At the same time as Numan, who turned 50 this year, was rediscovering his love of music, credit from the likes of Nine Inch Nails’ Trent Reznor and covers by Basement Jaxx and others, backed by a solid set of industrial-strength albums, were changing people’s perspective of his musical talent. Numan also guested on songs for Fear Factory, Junkie XL and Afrika Bambaataa, amongst others.
Numan grabbed critical attention with 1997’s Exile album and got rave reviews for 2000’s Pure and 2006’s Jagged (released on his own label). The albums mixed industrial stylings with Numan’s characteristically moody electro-pop, inspiring futurepop and darkwave bands. Lyrically, Numan, an avowed atheist, explored matters of religion.

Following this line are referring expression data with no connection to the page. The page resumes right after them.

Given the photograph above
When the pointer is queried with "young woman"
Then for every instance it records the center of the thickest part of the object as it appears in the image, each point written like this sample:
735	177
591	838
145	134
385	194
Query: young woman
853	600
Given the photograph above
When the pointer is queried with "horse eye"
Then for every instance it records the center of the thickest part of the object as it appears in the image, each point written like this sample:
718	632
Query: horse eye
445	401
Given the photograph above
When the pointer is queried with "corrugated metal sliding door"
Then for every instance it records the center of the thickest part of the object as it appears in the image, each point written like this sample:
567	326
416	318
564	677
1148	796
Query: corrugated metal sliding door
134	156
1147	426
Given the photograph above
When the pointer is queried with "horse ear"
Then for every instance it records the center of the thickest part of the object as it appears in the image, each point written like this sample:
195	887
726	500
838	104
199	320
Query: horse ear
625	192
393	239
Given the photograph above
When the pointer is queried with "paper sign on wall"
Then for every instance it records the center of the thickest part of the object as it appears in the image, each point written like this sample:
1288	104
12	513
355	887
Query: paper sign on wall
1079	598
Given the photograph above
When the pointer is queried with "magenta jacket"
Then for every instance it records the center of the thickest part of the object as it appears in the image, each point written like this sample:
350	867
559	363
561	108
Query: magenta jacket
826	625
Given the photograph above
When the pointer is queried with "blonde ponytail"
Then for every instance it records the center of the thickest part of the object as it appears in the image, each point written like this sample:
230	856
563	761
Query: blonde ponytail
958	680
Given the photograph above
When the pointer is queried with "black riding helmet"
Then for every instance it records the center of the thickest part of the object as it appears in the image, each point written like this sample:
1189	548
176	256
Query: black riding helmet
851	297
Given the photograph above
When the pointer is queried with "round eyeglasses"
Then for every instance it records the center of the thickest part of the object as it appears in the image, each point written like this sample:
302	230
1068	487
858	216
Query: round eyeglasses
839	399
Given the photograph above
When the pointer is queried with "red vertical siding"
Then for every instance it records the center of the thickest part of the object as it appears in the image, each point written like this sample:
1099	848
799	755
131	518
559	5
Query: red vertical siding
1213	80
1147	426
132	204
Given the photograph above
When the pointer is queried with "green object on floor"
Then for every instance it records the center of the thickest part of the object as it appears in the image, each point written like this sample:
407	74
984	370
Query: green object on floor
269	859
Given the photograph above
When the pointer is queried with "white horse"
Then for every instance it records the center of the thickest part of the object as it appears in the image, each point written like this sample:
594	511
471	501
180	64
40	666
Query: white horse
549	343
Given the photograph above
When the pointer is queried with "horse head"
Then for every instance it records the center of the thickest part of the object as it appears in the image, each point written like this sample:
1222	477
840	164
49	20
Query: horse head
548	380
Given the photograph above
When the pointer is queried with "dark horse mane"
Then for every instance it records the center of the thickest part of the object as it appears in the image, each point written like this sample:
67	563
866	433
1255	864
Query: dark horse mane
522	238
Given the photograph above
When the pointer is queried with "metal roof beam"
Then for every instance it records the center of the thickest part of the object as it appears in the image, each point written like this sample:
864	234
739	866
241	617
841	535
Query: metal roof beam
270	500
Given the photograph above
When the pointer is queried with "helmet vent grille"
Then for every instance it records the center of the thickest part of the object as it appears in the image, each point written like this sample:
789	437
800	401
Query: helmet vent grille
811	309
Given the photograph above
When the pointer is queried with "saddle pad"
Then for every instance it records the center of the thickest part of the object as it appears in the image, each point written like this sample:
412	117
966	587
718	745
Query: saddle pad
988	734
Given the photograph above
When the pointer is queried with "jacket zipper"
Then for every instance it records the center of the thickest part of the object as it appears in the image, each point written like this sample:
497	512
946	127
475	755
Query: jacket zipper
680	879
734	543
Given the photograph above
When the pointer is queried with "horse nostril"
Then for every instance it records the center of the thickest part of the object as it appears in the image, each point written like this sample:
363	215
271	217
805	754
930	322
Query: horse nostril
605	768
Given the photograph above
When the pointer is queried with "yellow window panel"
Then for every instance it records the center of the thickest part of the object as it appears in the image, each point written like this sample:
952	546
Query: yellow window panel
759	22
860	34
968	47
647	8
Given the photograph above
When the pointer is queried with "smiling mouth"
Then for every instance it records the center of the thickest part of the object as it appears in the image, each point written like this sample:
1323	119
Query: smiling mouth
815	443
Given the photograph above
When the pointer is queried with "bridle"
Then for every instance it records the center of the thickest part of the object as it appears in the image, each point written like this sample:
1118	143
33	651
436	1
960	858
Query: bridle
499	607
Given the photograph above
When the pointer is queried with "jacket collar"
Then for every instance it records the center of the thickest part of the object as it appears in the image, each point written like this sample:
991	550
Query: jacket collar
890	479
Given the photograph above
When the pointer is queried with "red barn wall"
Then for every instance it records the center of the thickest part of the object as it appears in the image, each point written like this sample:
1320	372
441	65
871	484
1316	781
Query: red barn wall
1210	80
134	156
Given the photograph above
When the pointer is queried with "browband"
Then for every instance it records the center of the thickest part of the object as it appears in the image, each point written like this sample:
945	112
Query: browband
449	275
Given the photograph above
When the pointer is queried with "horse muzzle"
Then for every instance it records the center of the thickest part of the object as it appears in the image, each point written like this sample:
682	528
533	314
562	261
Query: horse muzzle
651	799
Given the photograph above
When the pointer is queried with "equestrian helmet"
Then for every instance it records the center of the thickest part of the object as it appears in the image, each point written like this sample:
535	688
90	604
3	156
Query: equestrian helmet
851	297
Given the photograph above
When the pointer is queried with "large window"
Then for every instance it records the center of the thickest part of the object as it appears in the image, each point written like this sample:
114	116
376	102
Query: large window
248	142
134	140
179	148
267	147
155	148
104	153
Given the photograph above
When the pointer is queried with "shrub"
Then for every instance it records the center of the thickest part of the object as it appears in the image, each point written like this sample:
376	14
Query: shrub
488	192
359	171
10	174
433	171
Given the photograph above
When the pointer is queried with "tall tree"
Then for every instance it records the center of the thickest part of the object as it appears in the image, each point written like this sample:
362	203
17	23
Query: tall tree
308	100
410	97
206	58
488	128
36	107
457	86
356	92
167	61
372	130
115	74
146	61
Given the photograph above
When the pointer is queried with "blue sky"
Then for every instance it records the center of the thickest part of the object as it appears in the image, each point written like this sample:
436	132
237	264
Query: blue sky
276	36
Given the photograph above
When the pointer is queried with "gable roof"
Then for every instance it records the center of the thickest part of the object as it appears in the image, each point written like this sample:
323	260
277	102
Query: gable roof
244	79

He has released a remix double-album of Jagged, Jagged Edge, with a new album, Splinter, and Resurrection, an album of remixes and offcuts from Exile, Pure and Jagged to come.
“The stuff I’m writing now isn’t radio friendly but I’m really happy doing what I’m doing,” he says. “I like the music I’m making, I’ve made three albums since Sacrifice, each one getting heavier and darker than the one before, and they’ve become progressively less commercial. From a career point, it’s a ridiculous thing to be doing but I really enjoy it.”
While Numan says he no longer reads the science-fiction that so informed his early, cyberpunk-tinged work (one of his favourite writers these days is surrealist Steve Erickson), his dystopian perspective has not changed. Not even the arrival of three children since 2003 has cracked his gothic viewpoint. The first, Raven, came about through IVF following a string of failed pregnancies.
“A lot of people over here, when the first baby came along, expected the music would become quite soft and awash with loving the children and that kind of thing.
“But I’ve always had a fairly pessimistic view about human nature. As soon as children came along, it seemed to me that the world really was a dangerous place. You’ve got this tiny little thing and you’ve got to try to guide them through life with all the dangers that it’s got. You see a suitcase on the ground with no one around it, it might have a bomb in it – that shouldn’t be a part of normal life.
“You try to steer them through that without making them terrified about going out the door.
“The writing’s just become even darker, fatherhood hasn’t made it fluffy clouds and bunny rabbits at all.”